UBC Faculty Research and Publications

Comparison of Seismic Performance & Recovery Metrics for a 1970s vs Modern Tall Steel Moment Frame Building Molina Hutt, C.; Rossetto, Tiziana; Almufti, I.; Deierlein, Gregory G. (Gregory Gerard), 1959-


This study benchmarks the performance of older existing tall steel moment resisting frame (MRF) buildings designed following historic code-prescriptive requirements (1973 Uniform Building Code) against modern design standards (2012 International Building Code). The comparison is based on risk-based assessments of alternative designs of a 50-story archetype office building, located at a site in San Francisco, CA. The following metrics are compared: (i) mean annual rate of collapse, λc (ii) average annual loss (AAL), and (iii) average annual downtime (AAD).
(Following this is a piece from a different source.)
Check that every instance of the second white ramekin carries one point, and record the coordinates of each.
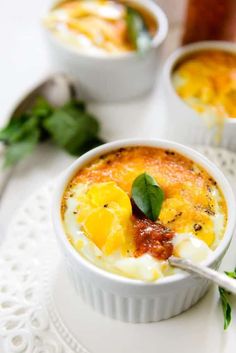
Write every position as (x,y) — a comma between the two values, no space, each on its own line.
(111,78)
(184,124)
(131,300)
The mean annual frequency of collapse of the the 1973 archetype building is 28 times greater than the equivalent 2012 building (28·10−⁴ versus 1·10−⁴), or approximately 13% versus 0.5% probability of collapse in 50 years. The expected AAL is 65% higher for the 1973 than the 2012 building (0.66% versus 0.40% of building replacement cost); and the AAD to re-occupancy is 72% greater for the 1973 than the 2012 building (8.1 vs 4.7 days). The AAD to functional recovery for the 1973 building is twice that of the 2012 building (10.4 vs 5.0 days). An evaluation of the results at various earthquake ground motion shaking intensities suggests that existing 1970s tall steel moment frames are far from complying with modern design requirements in terms of both collapse safety under extreme ground motions and damage control in small to moderate magnitude earthquakes. Furthermore, while modern building code requirements provide acceptable seismic collapse safety, they do not ensure a level of damage control to assure a swift recovery after a damaging earthquake.